From 8f4f844e6ec9ffa996a337fba2880e26b6ef52bf Mon Sep 17 00:00:00 2001
From: David Turner <david.turner@elastic.co>
Date: Tue, 7 Jul 2020 14:14:35 +0100
Subject: [PATCH] Add docs for filesystem health checks (#59134)

Documents the feature and settings introduced in #52680.

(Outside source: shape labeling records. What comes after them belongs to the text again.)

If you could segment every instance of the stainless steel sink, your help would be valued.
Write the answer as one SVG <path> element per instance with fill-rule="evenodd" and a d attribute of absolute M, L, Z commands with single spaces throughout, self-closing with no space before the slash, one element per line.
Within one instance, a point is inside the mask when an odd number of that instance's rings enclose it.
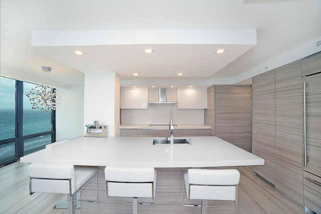
<path fill-rule="evenodd" d="M 170 144 L 170 140 L 166 138 L 154 138 L 152 144 Z M 189 143 L 189 141 L 185 138 L 174 138 L 174 144 L 176 143 Z"/>

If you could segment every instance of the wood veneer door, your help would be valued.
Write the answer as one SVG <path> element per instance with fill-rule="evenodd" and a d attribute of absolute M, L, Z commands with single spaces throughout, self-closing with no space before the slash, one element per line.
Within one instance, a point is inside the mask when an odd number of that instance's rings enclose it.
<path fill-rule="evenodd" d="M 234 144 L 252 151 L 252 86 L 233 86 Z"/>
<path fill-rule="evenodd" d="M 275 70 L 275 189 L 302 209 L 301 71 L 300 60 Z"/>
<path fill-rule="evenodd" d="M 275 99 L 274 70 L 252 79 L 252 153 L 264 159 L 253 170 L 275 183 Z"/>

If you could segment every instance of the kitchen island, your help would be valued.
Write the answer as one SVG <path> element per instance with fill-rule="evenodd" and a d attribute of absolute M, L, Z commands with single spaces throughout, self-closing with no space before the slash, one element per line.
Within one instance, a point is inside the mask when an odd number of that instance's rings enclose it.
<path fill-rule="evenodd" d="M 140 213 L 195 213 L 200 208 L 182 206 L 184 170 L 191 167 L 235 168 L 264 164 L 264 159 L 216 136 L 186 138 L 191 139 L 192 144 L 152 145 L 153 138 L 149 137 L 81 137 L 22 157 L 20 161 L 98 166 L 99 202 L 82 204 L 83 213 L 130 213 L 132 208 L 131 205 L 122 203 L 122 198 L 106 198 L 105 166 L 152 166 L 157 169 L 156 203 L 139 205 Z M 94 180 L 85 185 L 82 195 L 95 195 Z M 233 213 L 233 203 L 217 203 L 216 207 L 209 208 L 209 213 L 214 209 Z"/>

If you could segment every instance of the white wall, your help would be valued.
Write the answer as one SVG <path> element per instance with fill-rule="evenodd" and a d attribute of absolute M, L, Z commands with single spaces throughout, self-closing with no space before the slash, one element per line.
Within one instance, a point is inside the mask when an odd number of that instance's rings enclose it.
<path fill-rule="evenodd" d="M 203 124 L 204 109 L 178 109 L 177 104 L 148 104 L 147 109 L 122 109 L 123 124 L 168 124 L 169 109 L 176 124 Z"/>
<path fill-rule="evenodd" d="M 84 85 L 57 88 L 62 103 L 56 109 L 56 140 L 73 139 L 83 135 Z"/>
<path fill-rule="evenodd" d="M 119 117 L 119 84 L 115 73 L 85 75 L 84 133 L 85 125 L 98 120 L 100 124 L 108 126 L 108 136 L 118 134 L 116 130 L 119 121 L 116 120 Z"/>

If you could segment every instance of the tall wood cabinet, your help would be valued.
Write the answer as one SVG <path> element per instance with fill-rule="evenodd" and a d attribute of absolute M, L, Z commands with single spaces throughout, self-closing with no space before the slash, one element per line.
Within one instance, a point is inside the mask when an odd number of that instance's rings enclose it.
<path fill-rule="evenodd" d="M 275 70 L 275 190 L 302 208 L 301 61 Z"/>
<path fill-rule="evenodd" d="M 275 184 L 275 80 L 272 70 L 252 79 L 252 153 L 264 159 L 253 170 Z"/>
<path fill-rule="evenodd" d="M 301 61 L 254 77 L 253 171 L 303 207 Z"/>
<path fill-rule="evenodd" d="M 204 123 L 211 126 L 211 134 L 251 152 L 252 86 L 213 86 L 207 97 Z"/>

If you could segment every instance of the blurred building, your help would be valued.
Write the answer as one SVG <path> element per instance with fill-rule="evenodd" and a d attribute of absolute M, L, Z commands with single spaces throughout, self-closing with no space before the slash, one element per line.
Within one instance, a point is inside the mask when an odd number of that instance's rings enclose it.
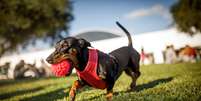
<path fill-rule="evenodd" d="M 103 52 L 110 52 L 121 46 L 128 44 L 128 39 L 124 32 L 107 32 L 107 31 L 85 31 L 80 32 L 76 37 L 81 37 L 89 40 L 94 48 L 97 48 Z M 180 49 L 185 45 L 192 47 L 201 47 L 201 34 L 195 34 L 189 36 L 185 33 L 177 31 L 175 28 L 135 34 L 132 33 L 133 47 L 140 53 L 141 48 L 148 54 L 151 54 L 154 58 L 154 63 L 164 63 L 163 52 L 167 45 L 174 45 L 175 49 Z M 21 60 L 25 60 L 26 63 L 36 63 L 36 66 L 40 67 L 41 59 L 45 59 L 54 49 L 46 49 L 42 51 L 30 52 L 25 54 L 16 54 L 12 56 L 5 56 L 1 58 L 0 64 L 5 62 L 11 63 L 11 70 Z M 153 60 L 152 60 L 153 62 Z M 149 64 L 151 62 L 146 62 Z M 12 75 L 12 74 L 10 74 Z"/>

Co-authored-by: James Rodewig <james.rodewig@elastic.co>
---
 .../discovery/discovery-settings.asciidoc     | 19 +++++++++++++++++++
 .../discovery/fault-detection.asciidoc        |  7 +++++++
 2 files changed, 26 insertions(+)

diff --git a/docs/reference/modules/discovery/discovery-settings.asciidoc b/docs/reference/modules/discovery/discovery-settings.asciidoc
index f0ce103ebb3..f7f3b899293 100644
--- a/docs/reference/modules/discovery/discovery-settings.asciidoc
+++ b/docs/reference/modules/discovery/discovery-settings.asciidoc
@@ -245,3 +245,22 @@ WARNING: This setting replaces the `discovery.zen.no_master_block` setting in
 earlier versions. The `discovery.zen.no_master_block` setting is ignored.
 
 --
+
+`monitor.fs.health.enabled`::
+
+    (<<cluster-update-settings,Dynamic>>, boolean) If `true`, the node runs
+    periodic <<cluster-fault-detection-filesystem-health,filesystem health
+    checks>>. Defaults to `true`.
+
+`monitor.fs.health.refresh_interval`::
+
+    (<<time-units, Time value>>) Interval between successive
+    <<cluster-fault-detection-filesystem-health,filesystem health checks>>.
+    Defaults to `2m`.
+
+`monitor.fs.health.slow_path_logging_threshold`::
+
+    (<<time-units, Time value>>) If a
+    <<cluster-fault-detection-filesystem-health,filesystem health checks>>
+    takes longer than this threshold then {es} logs a warning. Defaults to
+    `5s`.
diff --git a/docs/reference/modules/discovery/fault-detection.asciidoc b/docs/reference/modules/discovery/fault-detection.asciidoc
index 9062444b80d..56b5bc32a75 100644
--- a/docs/reference/modules/discovery/fault-detection.asciidoc
+++ b/docs/reference/modules/discovery/fault-detection.asciidoc
@@ -18,3 +18,10 @@ Similarly, if a node detects that the elected master has disconnected, this
 situation is treated as an immediate failure. The node bypasses the timeout and
 retry settings and restarts its discovery phase to try and find or elect a new
 master.
+
+[[cluster-fault-detection-filesystem-health]]
+Additionally, each node periodically verifies that its data path is healthy by
+writing a small file to disk and then deleting it again. If a node discovers
+its data path is unhealthy then it is removed from the cluster until the data
+path recovers. You can control this behavior with the
+<<modules-discovery-settings,`monitor.fs.health` settings>>.